Power now attracts industry, not just households
The next major investment wave is not only about feeding existing grids. It is about creating new precincts where power can anchor compute, processing, logistics, and future regional development.
Supporting source base
The argument is broader than one spreadsheet
These indicative numbers sit inside a wider evidence base around compute growth, strategic industry, supply chains, and realistic energy-use priorities.
McKinsey on compute demand
McKinsey’s 2025 compute analysis frames AI-related data-centre demand at very large scale by 2030. That makes reliable, power-rich locations more strategically important than they were even a few years ago.
McKinsey on data-centre geography
The wider McKinsey data-centre work points to capacity growth, grid pressure, water constraints, and the growing value of locations that can combine power, land, and infrastructure at scale.
Austrade on battery and mineral depth
Austrade’s lithium-ion value-chain work supports the broader industrial case: Australia already has major mineral, processing, infrastructure, and investment advantages that could support more downstream activity.
Nature on hydrogen realism
The hydrogen literature is useful because it sharpens the hierarchy of uses. The strongest case for hydrogen is selective industrial and system support, not treating hydrogen as the single answer to everything.
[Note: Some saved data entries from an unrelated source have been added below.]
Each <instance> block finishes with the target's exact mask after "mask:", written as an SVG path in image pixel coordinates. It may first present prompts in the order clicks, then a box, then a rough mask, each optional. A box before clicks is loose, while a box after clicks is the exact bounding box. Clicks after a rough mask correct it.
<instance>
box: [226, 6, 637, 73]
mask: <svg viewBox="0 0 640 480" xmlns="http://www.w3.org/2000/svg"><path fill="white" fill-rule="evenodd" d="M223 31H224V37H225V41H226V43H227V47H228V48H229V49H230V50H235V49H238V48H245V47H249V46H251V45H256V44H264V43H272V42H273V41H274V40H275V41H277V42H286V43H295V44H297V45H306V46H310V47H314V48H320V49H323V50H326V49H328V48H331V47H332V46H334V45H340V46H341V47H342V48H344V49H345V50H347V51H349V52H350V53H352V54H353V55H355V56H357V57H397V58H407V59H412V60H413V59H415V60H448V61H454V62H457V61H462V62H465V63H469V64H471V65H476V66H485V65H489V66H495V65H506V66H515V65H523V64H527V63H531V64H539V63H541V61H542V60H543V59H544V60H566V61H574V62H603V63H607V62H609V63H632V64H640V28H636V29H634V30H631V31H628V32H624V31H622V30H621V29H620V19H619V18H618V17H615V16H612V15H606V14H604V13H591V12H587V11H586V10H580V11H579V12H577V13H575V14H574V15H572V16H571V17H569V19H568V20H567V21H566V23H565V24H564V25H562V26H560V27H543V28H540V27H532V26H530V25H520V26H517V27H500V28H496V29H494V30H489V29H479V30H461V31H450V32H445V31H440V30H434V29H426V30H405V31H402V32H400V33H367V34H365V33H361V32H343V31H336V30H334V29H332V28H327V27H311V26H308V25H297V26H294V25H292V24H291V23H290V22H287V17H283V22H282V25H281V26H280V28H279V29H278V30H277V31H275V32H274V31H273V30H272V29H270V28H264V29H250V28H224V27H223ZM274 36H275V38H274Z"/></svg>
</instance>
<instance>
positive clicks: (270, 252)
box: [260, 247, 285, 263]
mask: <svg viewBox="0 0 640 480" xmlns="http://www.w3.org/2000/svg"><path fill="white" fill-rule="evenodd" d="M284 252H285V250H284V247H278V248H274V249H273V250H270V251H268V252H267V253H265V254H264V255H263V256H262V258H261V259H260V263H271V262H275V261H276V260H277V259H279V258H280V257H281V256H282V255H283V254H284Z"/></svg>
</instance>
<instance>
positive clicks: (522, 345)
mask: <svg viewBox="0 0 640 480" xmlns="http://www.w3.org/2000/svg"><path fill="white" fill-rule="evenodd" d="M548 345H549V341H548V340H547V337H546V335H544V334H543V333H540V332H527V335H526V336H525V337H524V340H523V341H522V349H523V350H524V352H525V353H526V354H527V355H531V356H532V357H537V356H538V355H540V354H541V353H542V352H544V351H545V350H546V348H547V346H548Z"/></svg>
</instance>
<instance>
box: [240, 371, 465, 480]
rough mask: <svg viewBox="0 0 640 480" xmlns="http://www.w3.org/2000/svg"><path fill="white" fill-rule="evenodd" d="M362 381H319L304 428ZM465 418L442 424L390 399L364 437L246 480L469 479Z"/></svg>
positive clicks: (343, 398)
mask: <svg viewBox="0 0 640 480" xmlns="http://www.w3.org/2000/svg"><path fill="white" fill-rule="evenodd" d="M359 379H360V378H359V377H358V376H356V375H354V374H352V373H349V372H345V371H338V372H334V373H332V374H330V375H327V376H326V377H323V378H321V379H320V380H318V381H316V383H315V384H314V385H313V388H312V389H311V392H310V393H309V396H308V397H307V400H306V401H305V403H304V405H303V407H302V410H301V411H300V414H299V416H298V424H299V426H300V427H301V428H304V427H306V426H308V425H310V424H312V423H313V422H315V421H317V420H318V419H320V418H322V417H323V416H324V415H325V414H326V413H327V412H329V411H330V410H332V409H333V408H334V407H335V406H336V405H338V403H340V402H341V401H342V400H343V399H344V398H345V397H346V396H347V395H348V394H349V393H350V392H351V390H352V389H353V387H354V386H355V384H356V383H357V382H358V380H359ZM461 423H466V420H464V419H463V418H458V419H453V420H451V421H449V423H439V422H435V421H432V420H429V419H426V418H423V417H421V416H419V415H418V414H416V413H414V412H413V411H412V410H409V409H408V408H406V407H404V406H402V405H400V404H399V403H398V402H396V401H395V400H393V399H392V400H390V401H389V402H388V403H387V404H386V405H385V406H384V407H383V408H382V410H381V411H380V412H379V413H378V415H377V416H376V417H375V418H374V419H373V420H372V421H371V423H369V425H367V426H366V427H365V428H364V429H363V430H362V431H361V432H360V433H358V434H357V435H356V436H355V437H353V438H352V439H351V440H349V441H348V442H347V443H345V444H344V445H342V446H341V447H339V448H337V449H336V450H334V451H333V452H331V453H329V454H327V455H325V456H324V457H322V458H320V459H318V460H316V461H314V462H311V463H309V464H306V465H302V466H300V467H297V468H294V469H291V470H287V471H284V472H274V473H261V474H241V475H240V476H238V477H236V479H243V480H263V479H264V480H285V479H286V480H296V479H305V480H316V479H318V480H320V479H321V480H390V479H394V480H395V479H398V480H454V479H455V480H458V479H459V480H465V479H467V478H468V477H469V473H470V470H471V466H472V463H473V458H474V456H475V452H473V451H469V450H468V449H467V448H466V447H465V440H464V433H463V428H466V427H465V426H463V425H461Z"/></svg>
That is useful because it stops the page sounding like a stand-alone thought experiment. The energy numbers matter more when they line up with external shifts that are already underway.
What these numbers really mean
The corridor is large enough to justify serious strategic attention
Important caution
Big numbers do not remove the need for discipline
Scale does not equal feasibility
A large theoretical resource does not automatically produce a bankable project.
Node quality still matters
The early nodes still have to clear the practical hurdles that matter: land, approvals, storage, fibre, water, logistics, workforce, and capital discipline.
Sequencing matters more than slogans
The strategic value lies in the scale. The credibility lies in building the right nodes in the right order.
TASC still has to clear the real-world hurdles that matter: land, approvals, transmission, storage, cooling, fibre, water, logistics, workforce, sequencing, and capital discipline.
The numbers make TASC worth taking seriously. They do not make it easy.
Closing thought
On a simple build assumption, TASC sits in the same conversation as national infrastructure, not niche renewables.
A central-case output of roughly 231 TWh per year is large enough to support globally relevant compute, major industrial precincts, selective hydrogen production, and substantial water systems.
That does not prove the project. But it does show that the idea is large enough to warrant rigorous attention.
The next question is not whether the scale is meaningful. The next question is whether the first nodes can be built in a way that unlocks it.